Yo no digo que no me hagan ilusión, porque me hacen, pero
luego una vez pasada la intriga y la emoción del momento, me quedo como
descolocada sin saber qué hacer con esa aberración en mis manos. Y no, no hablo
de esa camiseta de propaganda o esa gigantogorra con frontal de gomaespuma
propia de jubilada playera, que todos nos desvivimos por conseguir cuando las
regalan por las calles o las lanzan en una fiesta, aun a sabiendas de que son esperpentos
que no sólo no quieres para nada, sino que su mera presencia en tu ropero es
una ofensa mortal... pero en ese momento son lo más y si no los consigues
entras en una depresión de caballo mientras miras con envidia a tus congéneres
luciendo camiseta con logo. Una pena, vaya.
Pues no es eso, pero es más o menos lo mismo lo que me pasa
a mí con los regalos -por llamarlos de algún modo- que la pelirroja me hace en
clase para Navidad para el día de la Madre o para San Valentín, que acojo con
toda la ilusión inicial de la que soy capaz en un primer momento entre la
sorpresa por el presente y las dos mil elucubraciones por minuto que he de
tener hasta averiguar qué demonios es ese pedazo de arcilla deforme y
multicolor, para no hundir la vocación artística de la nena ni mucho menos su
ilusión en homenajearme.
Precisamente, para solventar este truco he venido depurando
una estrategia que consiste en cerrar los ojos y preguntarle a la nena qué es
el regalo y que ella desvele el misterio para así no pisar arenas movedizas ni
machacar egos infantiles -que aún recuerdo el disgusto que se llevó cuando me
hizo una flor de plastilina que yo confundí con un monstruo pero en mi defensa
diré que acabábamos de ver Monstruos SA y además aquello podía ser cualquier
cosa menos una flor- para luego abrirlo y mostrarme falsamente emocionada con
sus cuestionadas dotes artísticas.
Y es cierto que yo me voy a casa la mar de contenta con mi
engendro entre la manos, presumiendo de amor maternofilial y de atenciones
pelirrojiles, pero claro, el problema viene cuando pasadas unas horas y
olvidada la emoción, la nena no sólo
continúa reclamando atenciones sobre la cosa, sino que pretende que le dé
utilidad en una dura prueba de confianza. Y ahí viene lo peor.
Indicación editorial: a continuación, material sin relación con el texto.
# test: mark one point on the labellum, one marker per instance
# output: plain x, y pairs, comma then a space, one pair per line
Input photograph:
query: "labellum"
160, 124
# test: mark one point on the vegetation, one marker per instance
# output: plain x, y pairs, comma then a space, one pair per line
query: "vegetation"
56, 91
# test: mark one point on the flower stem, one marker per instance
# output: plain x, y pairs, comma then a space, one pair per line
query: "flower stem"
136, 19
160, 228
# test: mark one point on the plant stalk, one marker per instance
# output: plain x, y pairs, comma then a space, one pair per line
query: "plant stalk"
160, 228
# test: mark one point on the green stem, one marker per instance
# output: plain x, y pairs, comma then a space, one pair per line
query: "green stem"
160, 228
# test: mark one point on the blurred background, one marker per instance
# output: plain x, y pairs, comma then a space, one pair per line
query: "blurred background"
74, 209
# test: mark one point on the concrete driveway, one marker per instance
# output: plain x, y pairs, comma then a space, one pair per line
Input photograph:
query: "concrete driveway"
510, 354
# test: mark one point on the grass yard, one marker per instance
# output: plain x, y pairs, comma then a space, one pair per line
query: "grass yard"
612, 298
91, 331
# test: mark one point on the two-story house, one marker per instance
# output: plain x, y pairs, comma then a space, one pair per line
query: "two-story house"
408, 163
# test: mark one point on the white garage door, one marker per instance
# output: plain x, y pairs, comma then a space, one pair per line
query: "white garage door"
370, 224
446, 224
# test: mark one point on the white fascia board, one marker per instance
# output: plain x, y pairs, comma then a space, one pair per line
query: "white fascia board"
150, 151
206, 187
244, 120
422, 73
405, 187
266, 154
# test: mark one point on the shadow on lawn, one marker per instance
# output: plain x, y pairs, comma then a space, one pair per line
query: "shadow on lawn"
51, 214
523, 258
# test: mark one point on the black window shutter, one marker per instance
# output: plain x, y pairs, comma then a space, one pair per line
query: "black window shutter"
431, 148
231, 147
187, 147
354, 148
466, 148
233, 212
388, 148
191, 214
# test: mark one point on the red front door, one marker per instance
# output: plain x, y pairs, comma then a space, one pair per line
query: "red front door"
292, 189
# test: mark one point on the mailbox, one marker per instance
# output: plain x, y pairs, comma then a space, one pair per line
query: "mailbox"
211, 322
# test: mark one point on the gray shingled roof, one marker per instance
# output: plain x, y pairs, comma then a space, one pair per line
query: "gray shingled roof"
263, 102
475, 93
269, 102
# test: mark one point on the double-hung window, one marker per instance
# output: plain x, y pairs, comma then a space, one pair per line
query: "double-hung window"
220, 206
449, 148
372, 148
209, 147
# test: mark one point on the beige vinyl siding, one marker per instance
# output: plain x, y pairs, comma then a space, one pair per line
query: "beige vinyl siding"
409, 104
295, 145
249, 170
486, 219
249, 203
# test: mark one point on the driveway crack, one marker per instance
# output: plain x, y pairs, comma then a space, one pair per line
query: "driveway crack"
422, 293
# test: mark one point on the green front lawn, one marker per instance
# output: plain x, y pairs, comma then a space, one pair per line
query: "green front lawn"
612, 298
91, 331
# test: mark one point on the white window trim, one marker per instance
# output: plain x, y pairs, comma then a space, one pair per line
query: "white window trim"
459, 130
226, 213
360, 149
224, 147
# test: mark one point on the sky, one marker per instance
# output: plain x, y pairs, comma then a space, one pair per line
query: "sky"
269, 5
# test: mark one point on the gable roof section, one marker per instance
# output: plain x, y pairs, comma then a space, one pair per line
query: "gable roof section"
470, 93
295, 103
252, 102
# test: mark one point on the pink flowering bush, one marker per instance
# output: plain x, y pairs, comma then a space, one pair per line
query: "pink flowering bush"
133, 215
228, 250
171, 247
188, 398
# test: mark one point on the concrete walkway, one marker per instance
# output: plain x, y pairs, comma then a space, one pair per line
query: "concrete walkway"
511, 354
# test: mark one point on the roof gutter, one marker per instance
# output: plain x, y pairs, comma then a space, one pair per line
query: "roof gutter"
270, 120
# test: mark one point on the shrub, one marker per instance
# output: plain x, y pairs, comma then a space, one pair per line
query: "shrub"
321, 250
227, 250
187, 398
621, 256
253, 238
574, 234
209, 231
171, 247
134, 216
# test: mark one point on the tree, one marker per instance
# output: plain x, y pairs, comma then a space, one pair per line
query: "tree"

Quizá por eso prefiero que los regalos-engendro sean decorativos
en plan cenicero deforme o portarretratos surrealista, que una puede abandonar
a su suerte en cualquier esquina de la estantería sin notar mucho perjuicio en su
vida. En segundo lugar y subiendo en peligrosidad me quedo con los regalos
'útiles' en plan una taza amorfa y con bordes punzantes que hace que todo lo
que metas dentro sepa a buches de barro y es que ya es un drama en sí mismo
tener que ver algo tan horrible recién levantada como para encima echarte ahí
un zumo y dejarte la boca como Carmen de Mairena. Pero lo peor de todo, son sin
lugar a dudas, los regalos que precisan de lucimiento exterior y humillación
pública, tipo llavero con cordón de lana o collar de macarrones pintados con témpera...
Como no podía ser de otra manera, yo pillé uno que me hizo la
pelirroja el año pasado y que es para pegarse un tiro sólo con mirarlo, pero
claro, la nena, que se creía que aquello era un Bvlgari por lo menos, quería
que me lo colocara cada día y a pesar de que yo le decía que lo reservaba para
ocasiones especiales, una tarde me vi obligada a ponérmelo ante la insistencia pelirrojil
que me decía que estaba guapísima con mi fabuloso look rematado por un collar
comestible... Un drama.
Y como era
verano, no tenía opción a pañuelo ni nada que escondiera aquello por lo que me
vi obligada a ir con la mano en el pecho como Napoleón para cubrirlo un poco y
no parecer una majara. Porque una es madre pero tiene cierto sentido de la moda
y llevar aquello alrededor del cuello sería un gesto de amor muy grande, que no
digo yo que no, pero también un atentado contra el buen gusto y ya tengo
bastante con mis pelos de loca criadora de gatos callejeros, como para alimentar
esa idea con collares engendro.
Por suerte, la nena que es caprichosa como su madre, decidió
que aquella joya era tan estupenda, que estaría mejor en sus manos. Yo me hice
la herida -no mucho no fuera a cambiar de opinión y me tocara repetir hazaña- pero se lo endiñé y por suerte lo rompió en
dos días por lo que me libré de aquel tormento y de su posible vuelta a mi
cajón de complementos. Eso sí, todavía me queda el llavero de arcilla naranja
flúor y el cuadro de lentejas...
Con lo bien que me vienen a mí las tarjetas regalo.